Comment sauver son enfant d’une mort certaine ? Faut-il, comme le croit le père de l’auteur, faire confiance à l’école afin qu’elle obtienne un «beau diplôme»?
—Un si beau diplôme !, Scholastique Mukasonga
Un si beau diplôme !
Scholastique Mukasonga
Éditions Gallimard, 2018
Rwandese author Scholastique Mukasonga has a new book out this month—Un si beau diplôme !
The book continues the autobiographical narrative that has been central to much of Mukasonga’s career, with another episode from her fascinating and at times tragic life.
Mukasonga narrowly escaped the Rwandan genocide, and detailed its horrors, the climate that preceded it, and the effect on her Tutsi family—twenty-seven of whom were killed—in her first literary outing, Inyenzi ou les Cafards (Cockroaches), published in 2006. Her debut novel, Notre-Dame du Nil (Our Lady of the Nile), was highly lauded, winning the 2012 Ahmadou Kourouma Prize, the 2012 Prix Renaudot, as well as the French Voices Award in 2014.

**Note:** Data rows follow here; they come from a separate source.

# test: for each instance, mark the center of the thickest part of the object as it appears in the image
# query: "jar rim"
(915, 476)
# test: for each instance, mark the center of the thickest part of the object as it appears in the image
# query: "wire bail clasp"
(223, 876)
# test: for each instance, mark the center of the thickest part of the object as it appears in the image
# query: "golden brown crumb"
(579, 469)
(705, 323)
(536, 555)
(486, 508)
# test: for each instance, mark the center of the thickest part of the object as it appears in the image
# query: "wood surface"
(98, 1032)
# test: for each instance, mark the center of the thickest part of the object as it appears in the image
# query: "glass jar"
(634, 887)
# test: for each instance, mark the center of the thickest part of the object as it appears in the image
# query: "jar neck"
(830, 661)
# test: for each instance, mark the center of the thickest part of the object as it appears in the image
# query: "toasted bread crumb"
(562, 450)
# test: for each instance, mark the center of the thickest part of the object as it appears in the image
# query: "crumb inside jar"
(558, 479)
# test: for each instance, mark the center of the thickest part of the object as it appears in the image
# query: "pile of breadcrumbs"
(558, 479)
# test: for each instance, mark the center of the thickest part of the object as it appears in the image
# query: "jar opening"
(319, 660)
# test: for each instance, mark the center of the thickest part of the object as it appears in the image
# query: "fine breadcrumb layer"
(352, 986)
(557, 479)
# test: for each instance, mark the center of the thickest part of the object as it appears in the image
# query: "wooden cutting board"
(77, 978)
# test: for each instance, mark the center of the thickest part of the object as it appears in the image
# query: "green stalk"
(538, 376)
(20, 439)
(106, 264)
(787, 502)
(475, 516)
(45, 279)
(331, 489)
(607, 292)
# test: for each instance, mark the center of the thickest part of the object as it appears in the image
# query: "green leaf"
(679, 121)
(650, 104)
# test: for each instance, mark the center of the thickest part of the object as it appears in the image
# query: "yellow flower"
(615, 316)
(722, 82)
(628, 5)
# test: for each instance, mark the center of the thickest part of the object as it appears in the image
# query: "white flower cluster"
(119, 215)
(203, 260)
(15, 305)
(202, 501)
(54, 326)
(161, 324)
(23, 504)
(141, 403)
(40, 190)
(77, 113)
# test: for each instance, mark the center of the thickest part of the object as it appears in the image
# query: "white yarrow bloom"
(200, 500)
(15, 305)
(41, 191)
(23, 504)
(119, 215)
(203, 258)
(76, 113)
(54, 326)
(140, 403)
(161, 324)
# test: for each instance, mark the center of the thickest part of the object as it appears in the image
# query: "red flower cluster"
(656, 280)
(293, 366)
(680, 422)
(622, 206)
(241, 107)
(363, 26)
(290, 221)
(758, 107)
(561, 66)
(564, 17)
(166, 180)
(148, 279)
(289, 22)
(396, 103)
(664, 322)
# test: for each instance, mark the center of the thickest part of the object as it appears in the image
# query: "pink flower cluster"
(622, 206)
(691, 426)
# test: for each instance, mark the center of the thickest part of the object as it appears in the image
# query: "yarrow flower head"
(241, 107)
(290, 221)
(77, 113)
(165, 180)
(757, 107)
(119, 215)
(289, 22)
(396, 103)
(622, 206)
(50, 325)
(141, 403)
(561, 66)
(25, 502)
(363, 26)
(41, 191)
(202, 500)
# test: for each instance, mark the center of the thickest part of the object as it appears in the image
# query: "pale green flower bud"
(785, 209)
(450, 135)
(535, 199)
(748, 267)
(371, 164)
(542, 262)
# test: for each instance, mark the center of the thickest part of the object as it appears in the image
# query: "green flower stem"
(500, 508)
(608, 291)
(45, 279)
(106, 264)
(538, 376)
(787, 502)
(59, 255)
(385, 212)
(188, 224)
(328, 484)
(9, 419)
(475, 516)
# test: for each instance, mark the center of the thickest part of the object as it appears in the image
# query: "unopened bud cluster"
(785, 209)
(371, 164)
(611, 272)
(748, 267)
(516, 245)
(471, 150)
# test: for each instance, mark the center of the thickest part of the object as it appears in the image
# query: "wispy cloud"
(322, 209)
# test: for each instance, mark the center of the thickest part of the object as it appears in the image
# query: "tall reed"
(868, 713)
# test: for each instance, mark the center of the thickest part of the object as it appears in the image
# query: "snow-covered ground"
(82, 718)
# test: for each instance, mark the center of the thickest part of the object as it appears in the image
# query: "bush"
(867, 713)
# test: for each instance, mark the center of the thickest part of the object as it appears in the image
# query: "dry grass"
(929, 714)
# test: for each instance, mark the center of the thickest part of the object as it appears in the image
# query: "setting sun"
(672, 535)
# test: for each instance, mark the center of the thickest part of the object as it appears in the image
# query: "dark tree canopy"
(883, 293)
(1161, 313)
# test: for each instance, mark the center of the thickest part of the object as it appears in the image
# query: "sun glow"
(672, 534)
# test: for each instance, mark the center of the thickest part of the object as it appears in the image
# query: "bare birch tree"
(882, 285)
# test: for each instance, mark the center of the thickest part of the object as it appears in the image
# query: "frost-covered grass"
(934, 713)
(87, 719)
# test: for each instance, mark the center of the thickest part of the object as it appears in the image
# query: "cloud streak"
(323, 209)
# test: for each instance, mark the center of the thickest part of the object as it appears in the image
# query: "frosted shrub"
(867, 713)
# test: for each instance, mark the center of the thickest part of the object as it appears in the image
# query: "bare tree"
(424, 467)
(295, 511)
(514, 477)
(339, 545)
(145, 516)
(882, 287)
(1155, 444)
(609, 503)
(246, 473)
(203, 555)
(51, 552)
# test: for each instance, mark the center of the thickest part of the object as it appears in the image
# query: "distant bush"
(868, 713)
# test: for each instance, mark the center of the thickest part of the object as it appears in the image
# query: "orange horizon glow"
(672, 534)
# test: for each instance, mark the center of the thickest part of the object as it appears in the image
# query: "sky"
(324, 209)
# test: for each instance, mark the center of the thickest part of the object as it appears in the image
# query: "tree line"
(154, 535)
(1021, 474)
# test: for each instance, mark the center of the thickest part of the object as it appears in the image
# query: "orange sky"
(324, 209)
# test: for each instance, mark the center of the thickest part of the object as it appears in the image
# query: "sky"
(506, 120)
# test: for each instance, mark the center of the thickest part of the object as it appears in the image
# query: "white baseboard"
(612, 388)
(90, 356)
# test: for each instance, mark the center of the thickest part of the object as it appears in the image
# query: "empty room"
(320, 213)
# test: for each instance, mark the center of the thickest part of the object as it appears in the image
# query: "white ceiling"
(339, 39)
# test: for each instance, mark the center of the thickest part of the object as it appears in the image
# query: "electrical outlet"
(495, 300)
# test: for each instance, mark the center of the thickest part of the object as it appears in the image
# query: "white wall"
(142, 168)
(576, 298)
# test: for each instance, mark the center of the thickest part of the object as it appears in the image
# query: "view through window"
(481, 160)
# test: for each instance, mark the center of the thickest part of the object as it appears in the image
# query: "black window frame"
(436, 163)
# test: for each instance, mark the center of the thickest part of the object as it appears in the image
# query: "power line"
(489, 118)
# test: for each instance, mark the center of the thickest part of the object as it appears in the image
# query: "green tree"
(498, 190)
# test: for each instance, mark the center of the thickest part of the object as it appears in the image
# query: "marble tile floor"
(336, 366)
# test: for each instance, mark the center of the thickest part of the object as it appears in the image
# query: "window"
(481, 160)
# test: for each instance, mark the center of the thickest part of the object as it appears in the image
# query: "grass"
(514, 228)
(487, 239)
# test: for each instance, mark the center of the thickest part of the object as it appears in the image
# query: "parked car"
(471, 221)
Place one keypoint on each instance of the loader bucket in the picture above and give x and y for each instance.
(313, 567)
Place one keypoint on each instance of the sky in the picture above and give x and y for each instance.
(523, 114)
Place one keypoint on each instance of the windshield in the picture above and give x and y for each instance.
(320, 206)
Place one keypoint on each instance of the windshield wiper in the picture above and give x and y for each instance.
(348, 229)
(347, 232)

Un si beau diplôme ! follows Mukasonga’s journey to different countries, including Burundi, Djibouti and France, in search of an education. Her father believed that being well educated would insulate her from prejudice, protect her from the vulnerability that came along with being born Tutsi, and make for a ticket to a good life. Mukasonga reflects on her journey, interrogates this idea and shares her adventures.